Link-State Protocols

• Routers send Link-State Advertisements (LSAs) to directly connected routers upon topology change. An example is the OSPF routing protocol.

• A router adds information it receives in an LSA to its topological database, then passes on any new information in a new LSA.

– Topological database is updated with most recent information, helping create an accurate common view of the internetwork.

• The router uses the topological database with the Shortest Path First (SPF) algorithm to sort all available paths from shortest to longest into a shortest Path First tree.

– Final routing table is the result of applying SPF to the topological database.

Routing: Inside and Out

• Interior Gateway Protocols

– Designed to find the most rapid and reliable path through an Autonomous System (AS).

• Metrics used for path determination are of paramount importance to IGPs.

– An AS divides internetworks into smaller, more manageable networks under a common administration.

• Exterior Gateway Protocols

– Designed to link independent ASesthat use IGPs and are under different administrations, such as BGP routing protocol.

– Requires a list of networks to advertise as directly reachable.

Routing Protocols

• Routing Information Protocol (RIP)

– Distance vector interior routing protocol, specified in RFC 1058.
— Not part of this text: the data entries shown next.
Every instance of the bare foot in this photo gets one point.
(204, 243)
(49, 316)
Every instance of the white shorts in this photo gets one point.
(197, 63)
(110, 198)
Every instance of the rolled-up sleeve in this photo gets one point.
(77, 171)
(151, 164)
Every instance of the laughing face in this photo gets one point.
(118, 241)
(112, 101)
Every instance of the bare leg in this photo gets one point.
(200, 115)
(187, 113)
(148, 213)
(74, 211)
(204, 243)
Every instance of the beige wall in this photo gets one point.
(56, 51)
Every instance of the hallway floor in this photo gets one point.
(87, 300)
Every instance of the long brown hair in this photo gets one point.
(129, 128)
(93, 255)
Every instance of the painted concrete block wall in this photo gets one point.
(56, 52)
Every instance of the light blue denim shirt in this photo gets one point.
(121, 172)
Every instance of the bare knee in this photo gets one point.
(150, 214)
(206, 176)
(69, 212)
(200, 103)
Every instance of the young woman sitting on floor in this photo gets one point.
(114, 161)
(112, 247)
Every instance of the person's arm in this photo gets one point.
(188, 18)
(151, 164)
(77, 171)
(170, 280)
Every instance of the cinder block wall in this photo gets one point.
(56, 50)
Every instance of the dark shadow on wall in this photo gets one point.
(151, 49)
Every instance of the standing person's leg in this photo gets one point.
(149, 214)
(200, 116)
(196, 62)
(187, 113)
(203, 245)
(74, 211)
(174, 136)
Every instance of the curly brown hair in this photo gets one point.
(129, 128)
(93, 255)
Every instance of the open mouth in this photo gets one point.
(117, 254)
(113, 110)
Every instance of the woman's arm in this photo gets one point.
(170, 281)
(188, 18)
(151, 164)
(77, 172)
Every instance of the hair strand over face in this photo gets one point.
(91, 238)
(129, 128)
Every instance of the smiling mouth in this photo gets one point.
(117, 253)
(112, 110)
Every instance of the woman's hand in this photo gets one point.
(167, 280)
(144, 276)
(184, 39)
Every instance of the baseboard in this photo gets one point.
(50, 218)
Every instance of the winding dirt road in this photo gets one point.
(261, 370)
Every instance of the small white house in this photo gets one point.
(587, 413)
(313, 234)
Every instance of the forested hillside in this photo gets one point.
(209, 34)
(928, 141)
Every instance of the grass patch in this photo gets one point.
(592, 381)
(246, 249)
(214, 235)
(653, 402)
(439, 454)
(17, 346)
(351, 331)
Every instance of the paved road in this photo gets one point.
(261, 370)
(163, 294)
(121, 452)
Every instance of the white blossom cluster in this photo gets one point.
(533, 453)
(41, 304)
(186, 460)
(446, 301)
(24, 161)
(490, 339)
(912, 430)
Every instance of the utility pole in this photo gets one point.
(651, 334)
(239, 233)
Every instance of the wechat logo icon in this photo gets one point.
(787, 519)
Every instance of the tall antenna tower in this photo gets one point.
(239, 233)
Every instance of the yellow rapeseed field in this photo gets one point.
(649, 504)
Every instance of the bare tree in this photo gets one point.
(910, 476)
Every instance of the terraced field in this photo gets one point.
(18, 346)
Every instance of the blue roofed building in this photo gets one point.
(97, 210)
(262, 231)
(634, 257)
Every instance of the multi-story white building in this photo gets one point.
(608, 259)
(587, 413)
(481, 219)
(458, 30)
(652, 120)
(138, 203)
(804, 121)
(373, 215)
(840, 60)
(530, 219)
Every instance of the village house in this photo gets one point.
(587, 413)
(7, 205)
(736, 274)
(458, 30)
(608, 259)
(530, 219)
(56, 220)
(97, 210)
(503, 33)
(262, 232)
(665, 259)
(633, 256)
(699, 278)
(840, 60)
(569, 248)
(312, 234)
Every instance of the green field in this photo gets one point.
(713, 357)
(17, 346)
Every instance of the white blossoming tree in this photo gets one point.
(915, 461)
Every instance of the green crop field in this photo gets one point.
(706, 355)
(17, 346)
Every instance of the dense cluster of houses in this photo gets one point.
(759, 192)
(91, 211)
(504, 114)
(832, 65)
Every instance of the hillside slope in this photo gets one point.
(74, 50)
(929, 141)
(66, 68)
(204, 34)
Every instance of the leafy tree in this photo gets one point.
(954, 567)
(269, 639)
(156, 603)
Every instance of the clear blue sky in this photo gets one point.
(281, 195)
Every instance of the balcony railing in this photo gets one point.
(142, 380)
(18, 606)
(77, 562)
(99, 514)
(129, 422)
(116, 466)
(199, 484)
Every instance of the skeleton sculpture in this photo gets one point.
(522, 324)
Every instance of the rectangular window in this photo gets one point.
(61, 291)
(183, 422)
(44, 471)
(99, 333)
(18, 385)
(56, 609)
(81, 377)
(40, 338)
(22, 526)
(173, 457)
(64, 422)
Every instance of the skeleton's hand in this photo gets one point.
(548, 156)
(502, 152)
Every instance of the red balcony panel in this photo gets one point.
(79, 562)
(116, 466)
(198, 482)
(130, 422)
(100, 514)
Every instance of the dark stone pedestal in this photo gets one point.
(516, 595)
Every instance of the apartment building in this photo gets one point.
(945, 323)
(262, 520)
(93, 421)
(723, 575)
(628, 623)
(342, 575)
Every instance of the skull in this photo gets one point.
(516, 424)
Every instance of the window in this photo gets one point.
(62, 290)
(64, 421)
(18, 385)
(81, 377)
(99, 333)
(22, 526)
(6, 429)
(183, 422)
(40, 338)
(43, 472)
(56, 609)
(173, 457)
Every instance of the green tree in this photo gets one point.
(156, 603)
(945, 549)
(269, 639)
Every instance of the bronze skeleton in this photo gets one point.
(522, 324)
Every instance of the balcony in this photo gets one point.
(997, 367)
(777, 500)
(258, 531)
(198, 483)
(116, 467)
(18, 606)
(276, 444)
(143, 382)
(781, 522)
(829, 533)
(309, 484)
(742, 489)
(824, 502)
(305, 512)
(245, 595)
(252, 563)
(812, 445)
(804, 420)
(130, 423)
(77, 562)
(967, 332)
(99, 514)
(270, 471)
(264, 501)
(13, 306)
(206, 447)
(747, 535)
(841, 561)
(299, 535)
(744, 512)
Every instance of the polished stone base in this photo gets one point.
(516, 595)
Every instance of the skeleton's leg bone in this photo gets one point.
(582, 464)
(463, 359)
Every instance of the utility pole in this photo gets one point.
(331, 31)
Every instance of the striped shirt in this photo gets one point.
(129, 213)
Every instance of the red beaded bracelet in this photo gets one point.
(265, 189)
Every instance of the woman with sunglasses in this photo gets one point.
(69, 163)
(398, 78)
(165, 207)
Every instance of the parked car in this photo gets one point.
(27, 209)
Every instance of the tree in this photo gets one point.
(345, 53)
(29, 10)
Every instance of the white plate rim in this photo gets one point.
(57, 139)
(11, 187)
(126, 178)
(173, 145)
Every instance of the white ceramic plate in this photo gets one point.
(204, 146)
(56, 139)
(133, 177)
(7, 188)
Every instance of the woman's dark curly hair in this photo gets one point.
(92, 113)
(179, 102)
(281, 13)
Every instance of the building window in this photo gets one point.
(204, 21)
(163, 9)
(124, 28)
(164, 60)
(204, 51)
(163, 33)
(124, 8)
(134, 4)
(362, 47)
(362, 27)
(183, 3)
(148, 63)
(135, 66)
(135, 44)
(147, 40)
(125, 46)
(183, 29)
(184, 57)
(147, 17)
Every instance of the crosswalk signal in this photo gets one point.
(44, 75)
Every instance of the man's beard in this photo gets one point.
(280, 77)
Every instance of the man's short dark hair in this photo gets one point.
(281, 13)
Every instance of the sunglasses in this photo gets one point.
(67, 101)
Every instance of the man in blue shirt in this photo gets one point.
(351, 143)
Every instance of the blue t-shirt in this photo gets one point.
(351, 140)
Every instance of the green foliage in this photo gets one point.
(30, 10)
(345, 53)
– Only metric used is hop count, max of 15.

– Routing updates broadcast every 30 secs.

• Interior Gateway Routing Protocol (IGRP)

– Distance vector interior routing protocol, developed by Cisco.

– Composite metric built from bandwidth, load, delay, reliability.

– Uses Autonomous Systems, routing updates broadcast every 90 secs.

• Open Shortest Path First (OSPF)

– Link-state interior routing protocol, specified in RFC 2328.

– Builds a topological database using the SPF algorithm.

– Uses process numbers, routing updates triggered by topology changes.

• Enhanced Interior Gateway Routing Protocol (EIGRP)

– Hybrid distance vector/link-state interior routing protocol by Cisco.

– Uses Diffused Update Algorithm (DUAL) to calculate the shortest path.

– Uses Autonomous Systems, routing updates triggered by topology changes.

• Border Gateway Protocol (BGP)

– Distance vector exterior routing protocol.

– Used to route Internet traffic between autonomous systems.